Araştırmacının devamı şu anda en önemli olarak kabul edilen metabolik değişkenlerin kesinlikle glisemi (sadece diyabet değil aynı zamanda diyabet öncesi durumları da içerir), vücut ağırlığı ve vücut kompozisyonudur. Örneğin sarkopeni, yani yağsız kas kütlesinin eksikliği ve aşırı yağ kütlesi, meme kanseri gibi bazı tümörlerin daha sık tekrarlaması için risk faktörleridir. Bu ‘çok boyutlu’ değerlendirmenin içinde yer alan kolesterol belki de önem kazanabilir. Ancak tek bir faktör olarak değil. Uzman, tek bir faktör olarak kolesterole odaklanmanın zararlı bile olabileceğini, çünkü basit şekerler açısından zengin veya fazla protein içeren zararlı beslenme müdahalelerinin önerilmesine yol açabileceğini açıklıyor.

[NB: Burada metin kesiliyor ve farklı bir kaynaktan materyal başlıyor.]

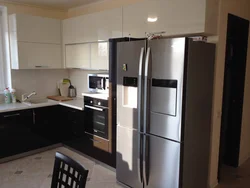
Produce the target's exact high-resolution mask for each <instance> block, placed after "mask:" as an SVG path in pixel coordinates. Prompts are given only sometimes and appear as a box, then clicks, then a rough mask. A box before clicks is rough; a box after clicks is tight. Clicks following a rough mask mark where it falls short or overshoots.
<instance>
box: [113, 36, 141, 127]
mask: <svg viewBox="0 0 250 188" xmlns="http://www.w3.org/2000/svg"><path fill="white" fill-rule="evenodd" d="M144 48H145V41H144V40H142V41H132V42H121V43H118V45H117V125H119V126H123V127H126V128H130V129H136V130H137V129H138V110H137V107H138V106H137V105H138V104H139V103H138V102H141V101H140V100H139V101H138V100H137V97H138V93H140V90H139V88H138V86H139V85H140V83H139V81H140V80H141V76H140V75H139V70H140V65H141V66H142V63H143V62H144V61H143V57H144ZM142 69H143V67H141V70H142ZM140 96H141V95H140Z"/></svg>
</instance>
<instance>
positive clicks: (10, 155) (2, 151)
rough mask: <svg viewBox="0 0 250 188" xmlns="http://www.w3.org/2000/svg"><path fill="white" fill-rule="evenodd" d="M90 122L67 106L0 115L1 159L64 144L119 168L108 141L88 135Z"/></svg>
mask: <svg viewBox="0 0 250 188" xmlns="http://www.w3.org/2000/svg"><path fill="white" fill-rule="evenodd" d="M86 118H91V117H86V115H85V113H84V111H80V110H75V109H72V108H68V107H63V106H49V107H41V108H35V109H30V110H22V111H14V112H8V113H0V159H1V158H5V157H10V156H13V155H16V154H21V153H24V152H28V151H31V150H35V149H39V148H42V147H46V146H50V145H53V144H57V143H63V144H64V145H66V146H69V147H71V148H73V149H75V150H78V151H80V152H82V153H84V154H86V155H88V156H90V157H93V158H95V159H97V160H99V161H102V162H104V163H106V164H108V165H110V166H113V167H115V156H114V154H115V153H112V154H111V153H109V152H108V151H107V150H108V149H107V148H108V144H109V143H108V141H107V140H105V139H103V140H102V139H101V138H98V139H99V140H98V139H97V138H96V137H94V136H91V135H89V134H86V133H85V127H86V126H88V124H87V122H88V121H85V120H86ZM104 140H105V141H104ZM103 141H104V142H103ZM101 142H103V143H101ZM105 150H106V151H105Z"/></svg>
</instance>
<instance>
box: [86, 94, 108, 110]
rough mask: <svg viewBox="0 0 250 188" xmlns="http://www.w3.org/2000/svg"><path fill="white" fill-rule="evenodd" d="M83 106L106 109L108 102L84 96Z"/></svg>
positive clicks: (102, 100) (107, 106)
mask: <svg viewBox="0 0 250 188" xmlns="http://www.w3.org/2000/svg"><path fill="white" fill-rule="evenodd" d="M84 104H86V105H91V106H102V107H107V108H108V100H103V99H97V98H92V97H87V96H84Z"/></svg>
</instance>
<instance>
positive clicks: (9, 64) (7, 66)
mask: <svg viewBox="0 0 250 188" xmlns="http://www.w3.org/2000/svg"><path fill="white" fill-rule="evenodd" d="M0 14H1V17H0V19H1V20H0V21H1V28H0V29H1V33H0V34H1V35H2V36H1V39H3V40H2V44H1V43H0V45H2V54H3V56H2V58H3V65H2V67H3V71H2V72H3V74H4V75H3V76H1V77H0V79H2V78H4V84H5V87H9V88H12V80H11V64H10V44H9V27H8V12H7V7H5V6H0ZM0 87H1V86H0ZM3 89H4V88H0V94H2V93H3Z"/></svg>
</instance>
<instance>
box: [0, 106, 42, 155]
mask: <svg viewBox="0 0 250 188" xmlns="http://www.w3.org/2000/svg"><path fill="white" fill-rule="evenodd" d="M32 117H33V113H32V110H23V111H15V112H8V113H2V114H0V158H4V157H9V156H12V155H16V154H20V153H23V152H27V151H30V150H34V149H37V148H39V147H40V145H43V139H40V138H39V137H38V136H37V135H36V134H34V133H33V132H32V129H31V127H32V125H33V122H32Z"/></svg>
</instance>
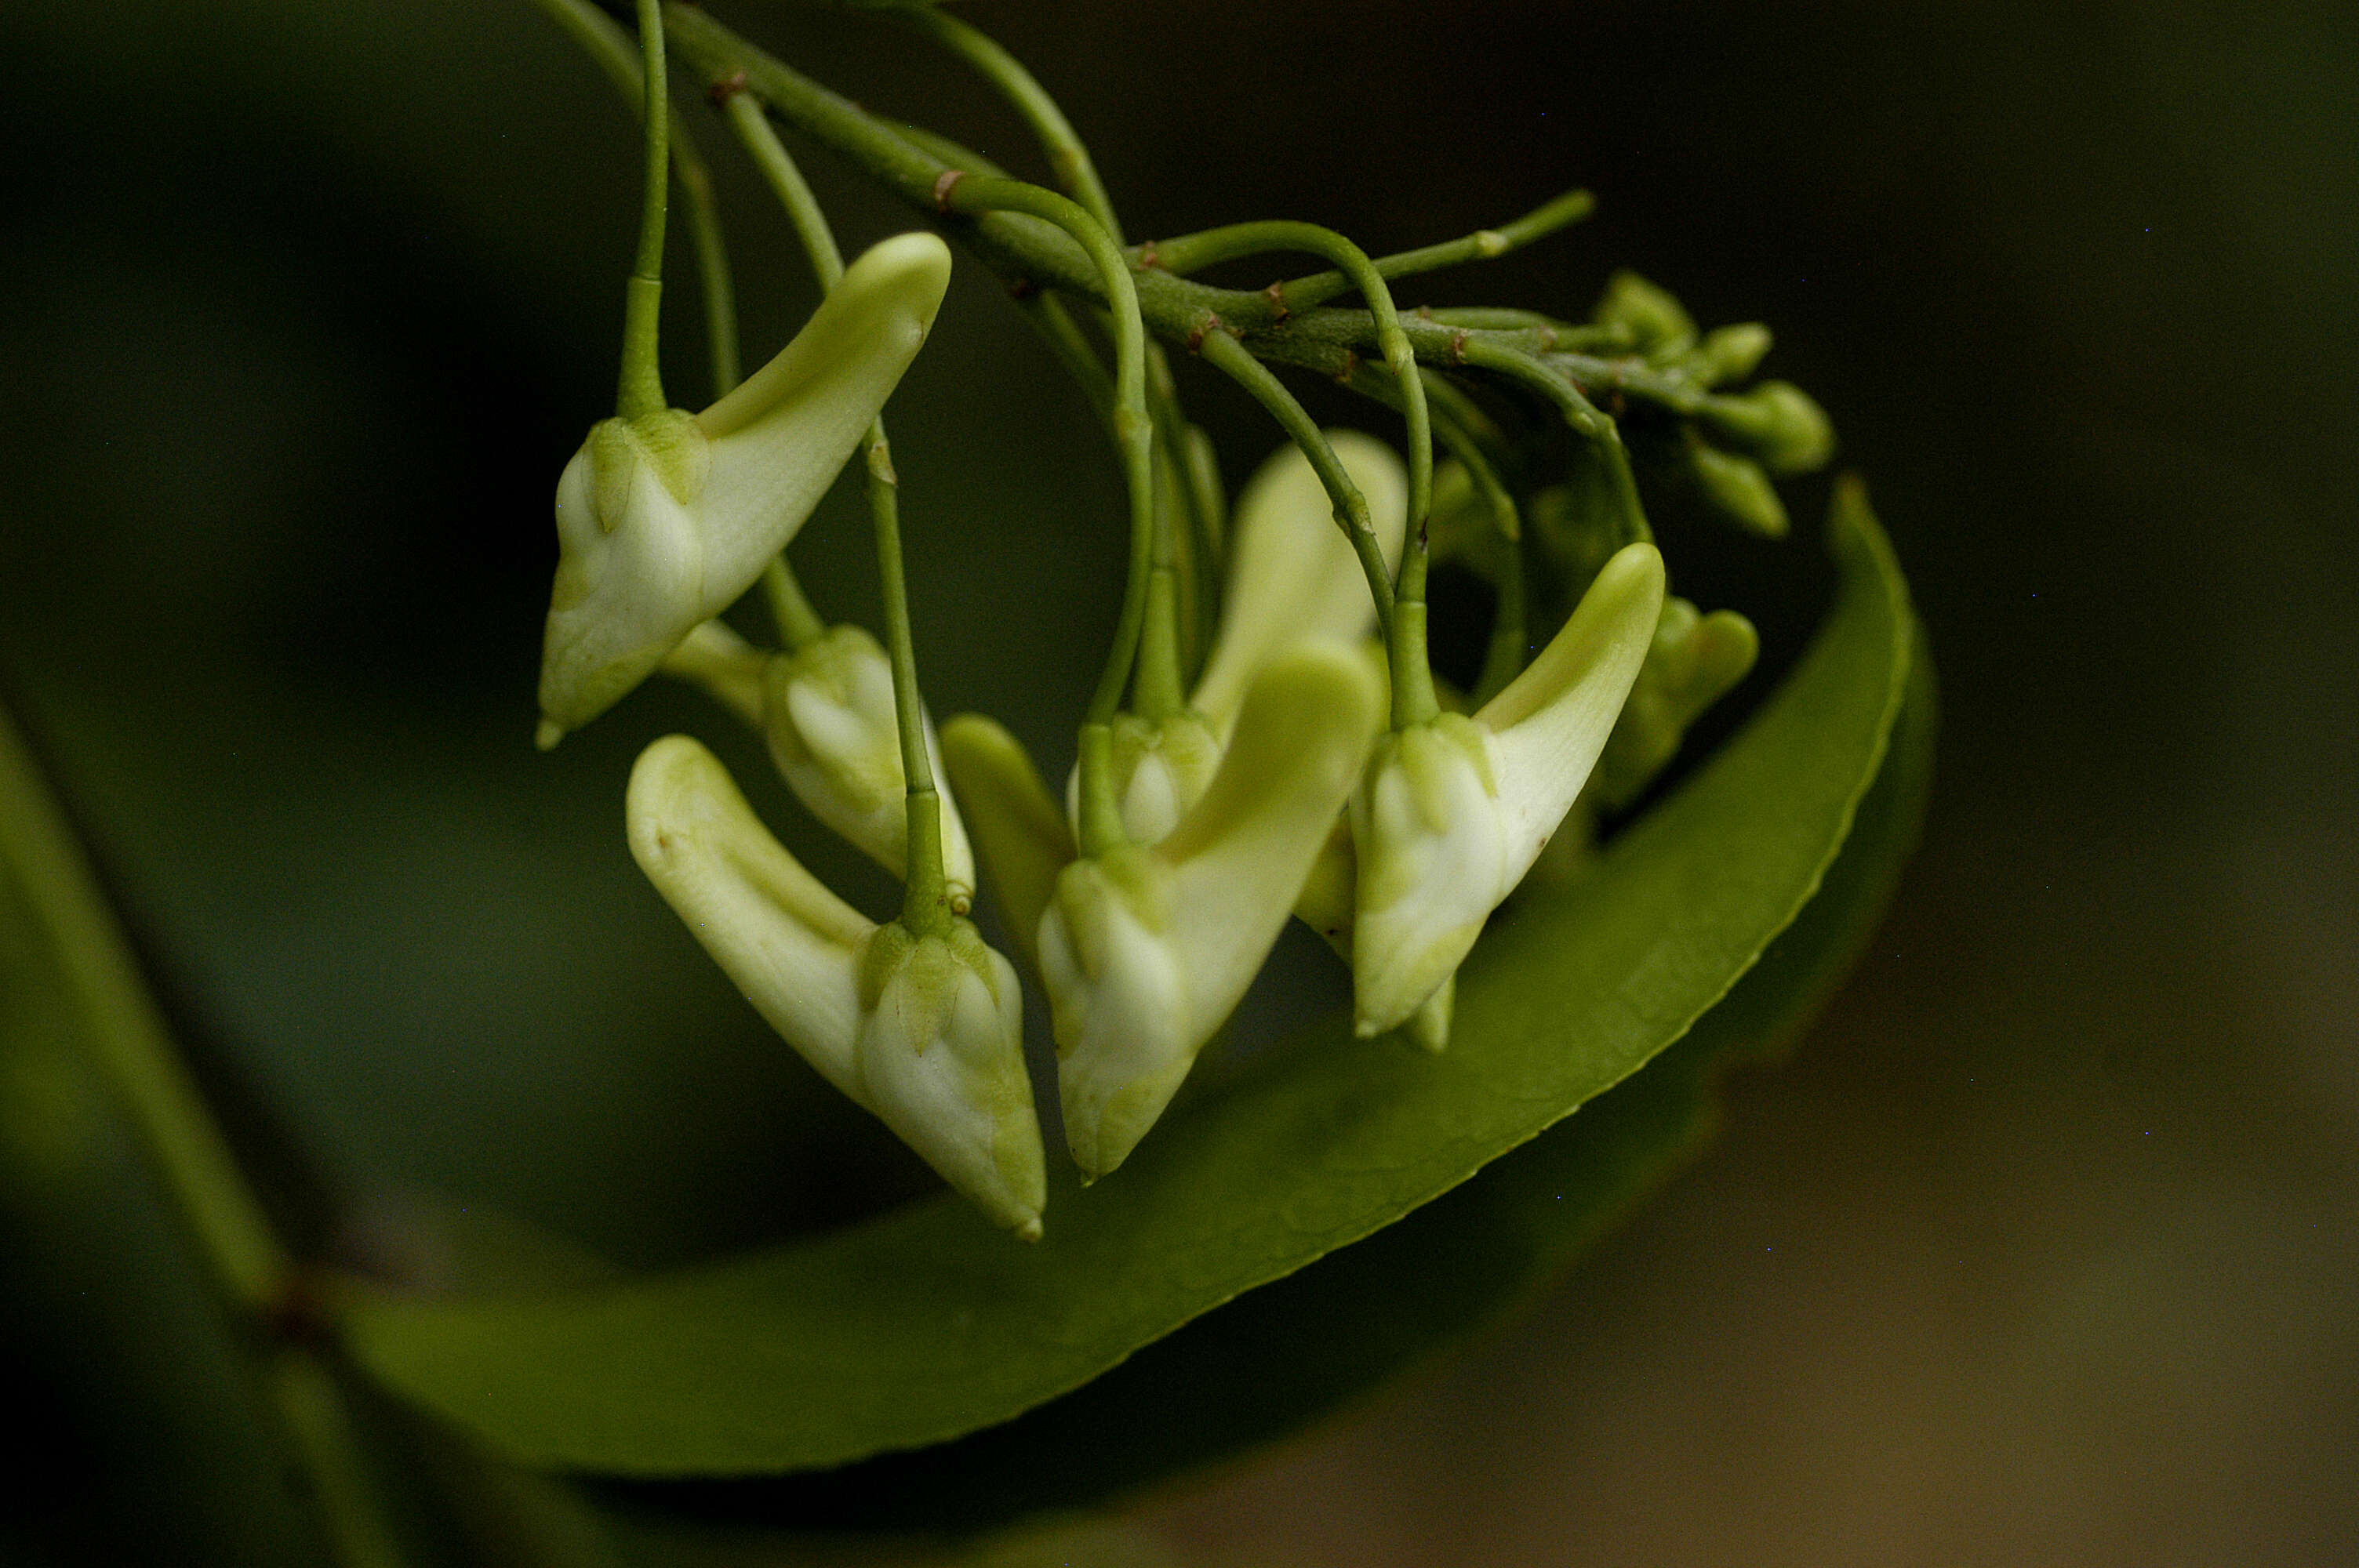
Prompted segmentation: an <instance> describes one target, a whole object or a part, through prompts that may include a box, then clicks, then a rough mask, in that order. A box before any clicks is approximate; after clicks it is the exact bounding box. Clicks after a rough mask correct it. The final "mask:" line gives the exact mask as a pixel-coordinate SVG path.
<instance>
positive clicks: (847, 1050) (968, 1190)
mask: <svg viewBox="0 0 2359 1568" xmlns="http://www.w3.org/2000/svg"><path fill="white" fill-rule="evenodd" d="M627 818H630V851H632V856H635V858H637V861H639V868H642V870H644V872H646V877H649V882H653V884H656V891H661V894H663V898H665V903H670V905H672V910H675V913H677V915H679V917H682V920H684V922H686V924H689V931H694V934H696V941H701V943H703V946H705V950H708V953H710V955H712V960H715V962H717V964H719V967H722V971H724V974H727V976H729V979H731V981H736V986H738V990H743V993H745V1000H748V1002H753V1004H755V1012H760V1014H762V1016H764V1019H767V1021H769V1026H771V1028H776V1030H778V1035H781V1037H783V1040H786V1042H788V1045H790V1047H795V1052H797V1054H802V1059H804V1061H809V1063H811V1066H814V1068H816V1070H819V1073H821V1078H826V1080H828V1082H833V1085H835V1087H837V1089H842V1092H845V1094H849V1096H852V1099H854V1101H856V1103H859V1106H863V1108H868V1111H870V1113H875V1115H878V1118H880V1120H882V1122H885V1125H887V1127H892V1129H894V1132H896V1134H899V1137H901V1139H903V1141H906V1144H908V1146H911V1148H915V1151H918V1153H920V1155H925V1160H927V1162H929V1165H932V1167H934V1170H937V1172H941V1177H944V1179H946V1181H948V1184H951V1186H955V1188H958V1191H960V1193H965V1195H967V1198H970V1200H974V1205H977V1207H981V1210H984V1214H988V1217H991V1219H993V1221H995V1224H1000V1226H1007V1228H1010V1231H1017V1233H1019V1236H1026V1238H1036V1236H1040V1207H1043V1203H1045V1200H1047V1177H1045V1158H1043V1153H1040V1127H1038V1122H1036V1118H1033V1099H1031V1078H1029V1075H1026V1070H1024V1026H1021V997H1019V990H1017V979H1014V969H1012V967H1010V964H1007V960H1005V957H1000V955H998V953H993V950H991V948H986V946H984V941H981V936H977V934H974V927H972V924H967V922H965V920H958V922H953V927H951V934H948V936H913V934H911V931H908V929H903V927H901V924H899V922H892V924H882V927H880V924H875V922H870V920H866V917H863V915H861V913H859V910H854V908H852V905H849V903H845V901H842V898H837V896H835V894H833V891H828V889H826V884H821V882H819V879H816V877H811V872H807V870H804V868H802V865H800V863H797V861H795V856H790V854H788V851H786V846H783V844H778V839H774V837H771V835H769V830H767V828H764V825H762V823H760V818H755V813H753V809H750V806H748V804H745V797H743V795H738V790H736V783H731V778H729V771H727V769H722V764H719V759H715V757H712V752H708V750H705V747H703V745H698V743H696V740H691V738H686V736H668V738H663V740H656V743H653V745H649V747H646V752H642V755H639V762H637V766H635V769H632V773H630V795H627Z"/></svg>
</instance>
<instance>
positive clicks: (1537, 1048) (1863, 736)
mask: <svg viewBox="0 0 2359 1568" xmlns="http://www.w3.org/2000/svg"><path fill="white" fill-rule="evenodd" d="M1833 545H1835V554H1838V561H1840V566H1842V589H1840V594H1838V601H1835V608H1833V611H1831V615H1828V620H1826V625H1824V627H1821V632H1819V637H1816V639H1814V644H1812V648H1809V651H1807V653H1805V658H1802V663H1800V665H1798V667H1795V672H1793V674H1790V677H1788V679H1786V684H1783V686H1781V689H1779V691H1776V693H1774V696H1772V700H1769V703H1767V705H1765V707H1762V710H1760V714H1755V719H1753V722H1750V724H1748V726H1746V731H1743V733H1739V736H1736V738H1734V740H1732V743H1729V745H1727V747H1722V752H1720V755H1717V757H1715V759H1713V762H1710V764H1708V766H1706V769H1701V771H1698V773H1696V776H1694V778H1691V780H1689V783H1687V785H1684V788H1682V790H1680V792H1677V795H1673V797H1670V799H1668V802H1663V804H1661V806H1658V809H1654V811H1651V813H1649V816H1647V818H1644V821H1640V823H1637V825H1635V828H1632V830H1630V832H1625V835H1623V837H1621V839H1618V842H1616V844H1614V849H1611V851H1609V854H1606V856H1604V861H1602V865H1599V870H1597V872H1595V875H1590V877H1585V879H1581V882H1576V884H1571V887H1566V889H1562V891H1557V894H1552V896H1545V898H1531V901H1524V903H1522V905H1519V908H1512V910H1510V913H1505V915H1503V917H1500V920H1498V922H1496V924H1493V929H1491V931H1489V934H1486V936H1484V941H1481V946H1479V948H1477V953H1474V957H1472V960H1470V962H1467V969H1465V971H1463V976H1460V1000H1458V1033H1456V1037H1453V1045H1451V1052H1448V1054H1444V1056H1427V1054H1422V1052H1415V1049H1411V1047H1406V1045H1401V1042H1397V1040H1375V1042H1354V1040H1352V1037H1349V1026H1347V1021H1335V1026H1330V1028H1323V1030H1314V1035H1312V1037H1309V1040H1307V1042H1302V1045H1300V1047H1297V1049H1288V1052H1283V1054H1281V1056H1276V1059H1274V1061H1269V1066H1267V1068H1264V1070H1260V1073H1255V1075H1250V1078H1243V1080H1238V1082H1236V1085H1231V1087H1227V1089H1224V1092H1217V1094H1205V1096H1203V1099H1198V1101H1196V1103H1194V1106H1189V1108H1187V1111H1184V1113H1175V1115H1172V1118H1170V1120H1168V1122H1165V1125H1163V1127H1161V1129H1158V1132H1156V1137H1154V1139H1149V1141H1146V1144H1144V1146H1142V1148H1139V1153H1137V1155H1135V1158H1132V1160H1130V1162H1128V1165H1125V1167H1123V1170H1121V1172H1118V1174H1116V1177H1111V1179H1106V1181H1102V1184H1097V1186H1095V1188H1087V1191H1083V1188H1078V1186H1076V1184H1073V1181H1059V1184H1054V1186H1052V1195H1050V1210H1047V1238H1045V1240H1043V1243H1040V1245H1036V1247H1021V1245H1014V1243H1010V1240H1007V1238H1003V1236H998V1233H993V1231H991V1228H988V1226H984V1224H981V1221H979V1219H977V1217H974V1214H972V1212H967V1210H965V1207H962V1205H958V1203H955V1200H937V1203H922V1205H913V1207H908V1210H899V1212H894V1214H887V1217H882V1219H875V1221H870V1224H863V1226H854V1228H847V1231H837V1233H828V1236H819V1238H811V1240H804V1243H800V1245H788V1247H778V1250H769V1252H760V1254H750V1257H743V1259H731V1261H724V1264H717V1266H710V1269H696V1271H684V1273H672V1276H663V1278H649V1280H635V1283H625V1285H620V1287H613V1290H599V1292H580V1294H561V1297H540V1299H488V1302H380V1304H366V1306H359V1309H354V1311H351V1316H349V1323H347V1330H349V1344H351V1349H354V1353H356V1356H359V1358H361V1363H363V1365H368V1368H370V1370H373V1372H375V1375H377V1377H380V1379H382V1382H385V1384H387V1386H392V1389H396V1391H401V1394H406V1396H410V1398H415V1401H418V1403H422V1405H427V1408H429V1410H439V1412H441V1415H446V1417H451V1419H455V1422H460V1424H462V1427H467V1429H472V1431H474V1434H479V1436H481V1438H484V1441H488V1443H493V1445H495V1448H500V1450H502V1452H507V1455H512V1457H517V1460H524V1462H533V1464H557V1467H571V1469H585V1471H606V1474H623V1476H698V1474H703V1476H731V1474H736V1476H745V1474H776V1471H793V1469H821V1467H835V1464H847V1462H852V1460H861V1457H866V1455H875V1452H885V1450H896V1448H922V1445H929V1443H941V1441H948V1438H955V1436H962V1434H967V1431H977V1429H981V1427H991V1424H995V1422H1005V1419H1010V1417H1014V1415H1019V1412H1024V1410H1031V1408H1033V1405H1040V1403H1045V1401H1050V1398H1054V1396H1057V1394H1064V1391H1069V1389H1076V1386H1080V1384H1085V1382H1090V1379H1092V1377H1099V1375H1102V1372H1106V1370H1109V1368H1113V1365H1116V1363H1121V1361H1123V1358H1125V1356H1130V1353H1132V1351H1137V1349H1139V1346H1144V1344H1151V1342H1156V1339H1161V1337H1163V1335H1168V1332H1172V1330H1175V1327H1179V1325H1182V1323H1187V1320H1191V1318H1196V1316H1201V1313H1205V1311H1210V1309H1213V1306H1220V1304H1222V1302H1227V1299H1231V1297H1236V1294H1238V1292H1246V1290H1253V1287H1255V1285H1264V1283H1269V1280H1276V1278H1281V1276H1288V1273H1293V1271H1297V1269H1302V1266H1305V1264H1309V1261H1314V1259H1319V1257H1323V1254H1326V1252H1333V1250H1338V1247H1345V1245H1349V1243H1354V1240H1359V1238H1364V1236H1368V1233H1373V1231H1378V1228H1382V1226H1387V1224H1392V1221H1397V1219H1401V1217H1404V1214H1408V1212H1411V1210H1415V1207H1420V1205H1425V1203H1430V1200H1432V1198H1437V1195H1441V1193H1446V1191H1448V1188H1453V1186H1458V1184H1460V1181H1465V1179H1467V1177H1470V1174H1474V1172H1477V1170H1481V1167H1484V1165H1486V1162H1491V1160H1496V1158H1498V1155H1503V1153H1507V1151H1510V1148H1517V1146H1519V1144H1524V1141H1529V1139H1533V1137H1536V1134H1538V1132H1543V1129H1545V1127H1550V1125H1552V1122H1557V1120H1559V1118H1564V1115H1566V1113H1571V1111H1573V1108H1578V1106H1581V1103H1583V1101H1588V1099H1592V1096H1597V1094H1602V1092H1604V1089H1609V1087H1614V1085H1616V1082H1621V1080H1623V1078H1628V1075H1630V1073H1632V1070H1637V1068H1640V1066H1644V1063H1647V1059H1651V1056H1654V1054H1656V1052H1661V1049H1663V1047H1665V1045H1670V1042H1673V1040H1677V1037H1680V1035H1684V1033H1687V1030H1689V1026H1691V1023H1694V1021H1696V1019H1698V1016H1701V1014H1703V1012H1706V1009H1710V1007H1713V1004H1715V1002H1717V1000H1720V997H1722V995H1724V993H1727V990H1729V986H1732V983H1734V981H1736V979H1739V976H1741V974H1743V971H1746V969H1748V967H1750V964H1753V960H1755V957H1760V953H1762V948H1765V946H1767V943H1769V941H1772V938H1774V936H1776V934H1779V931H1781V929H1783V927H1786V924H1788V922H1790V920H1793V917H1795V913H1798V910H1800V908H1802V903H1805V901H1807V898H1809V896H1812V891H1814V889H1816V884H1819V877H1821V875H1824V872H1826V868H1828V865H1831V863H1833V858H1835V851H1838V849H1840V846H1842V839H1845V835H1847V832H1849V825H1852V813H1854V809H1857V806H1859V799H1861V795H1864V792H1866V788H1868V783H1871V780H1873V776H1875V771H1878V766H1880V759H1882V752H1885V743H1887V738H1890V731H1892V722H1894V714H1897V712H1899V705H1901V691H1904V681H1906V667H1908V606H1906V587H1904V582H1901V578H1899V571H1897V566H1894V564H1892V556H1890V547H1887V545H1885V540H1882V535H1880V533H1878V528H1875V523H1873V519H1871V516H1868V514H1866V505H1864V500H1859V498H1857V493H1845V495H1842V498H1840V500H1838V509H1835V526H1833Z"/></svg>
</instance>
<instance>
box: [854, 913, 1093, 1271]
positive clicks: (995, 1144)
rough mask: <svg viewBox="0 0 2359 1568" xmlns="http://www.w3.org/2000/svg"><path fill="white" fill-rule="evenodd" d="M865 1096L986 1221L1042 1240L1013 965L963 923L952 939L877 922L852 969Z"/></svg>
mask: <svg viewBox="0 0 2359 1568" xmlns="http://www.w3.org/2000/svg"><path fill="white" fill-rule="evenodd" d="M859 997H861V1023H859V1035H856V1040H854V1047H852V1054H854V1070H856V1075H859V1085H861V1096H863V1099H866V1103H868V1106H870V1108H873V1111H875V1113H878V1118H880V1120H882V1122H885V1125H887V1127H892V1129H894V1132H896V1134H901V1141H903V1144H908V1146H911V1148H915V1151H918V1153H920V1155H925V1162H927V1165H932V1167H934V1170H937V1172H941V1174H944V1177H946V1179H948V1181H951V1186H955V1188H958V1191H960V1193H965V1195H967V1198H972V1200H974V1203H977V1205H979V1207H981V1210H984V1214H988V1217H991V1221H993V1224H1000V1226H1005V1228H1010V1231H1014V1233H1017V1236H1021V1238H1024V1240H1038V1238H1040V1207H1043V1205H1045V1203H1047V1174H1045V1170H1047V1167H1045V1160H1043V1153H1040V1122H1038V1120H1036V1115H1033V1099H1031V1075H1029V1073H1026V1070H1024V1002H1021V993H1019V990H1017V971H1014V967H1012V964H1010V962H1007V960H1005V957H1000V955H998V953H993V950H991V948H988V946H984V938H981V936H979V934H977V931H974V927H972V924H970V922H965V920H955V922H951V934H948V936H911V931H908V929H906V927H901V922H889V924H882V927H878V929H875V936H870V938H868V950H866V953H863V955H861V971H859Z"/></svg>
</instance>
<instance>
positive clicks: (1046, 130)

Alkol ve kanser: Bu yüzden bardağı boş tutmak daha iyidir



kaydeden Irma D’Aria

13 Eylül 2023


Sağlıklı beslenme için ipuçları


Bugüne kadar – Avrupa Araştırma Konseyi’nin yakın zamanda yenilikçi anti-tümör metabolik tedavileri üzerine çalışmalarına devam etmesi için ERC Başlangıç bursu verdiği Vernieri’nin altını çiziyor – yaşam tarzına odaklanarak tümörleri önlemenin en iyi yolu şunları içerir: sigara içmemek, aşırı alkolden kaçınmak, Obezite ve aşırı kiloluysanız ya da bunları tedavi edin, düzenli fiziksel aktivite yapın ve doğru bir diyet uygulayın. Bu, esas olarak çok çeşitli tam tahıllar, baklagiller, sebzeler, düşük şeker içeriğine sahip meyveler, tohumlar ve bitkisel yağlardan oluşan bitkisel kökenli gıdaların tüketilmesinden oluşur. Hayvansal proteinler arasında, tercihen taze ve mavi, aynı zamanda omega 3 çoklu doymamış yağlar açısından da zengin olan balıklardan olanları seçmek kesinlikle daha iyidir. Bunun yerine kırmızı et veya yumurta ve belirli peynir türleri gibi doymuş yağ ve kolesterol açısından zengin hayvansal türevlerin tüketiminin sınırlandırılması, konserve etlerden, basit şekerlerden, şekerli içeceklerden ve yüksek kalorili gıdalardan uzak durulması önerilir. Bunlar özetle uluslararası yönergelerdir. Şu anda kolesterol ile kanser arasındaki bağlantı hakkında spesifik tavsiyeler üretebilecek kesin bir veri bulunmamaktadır.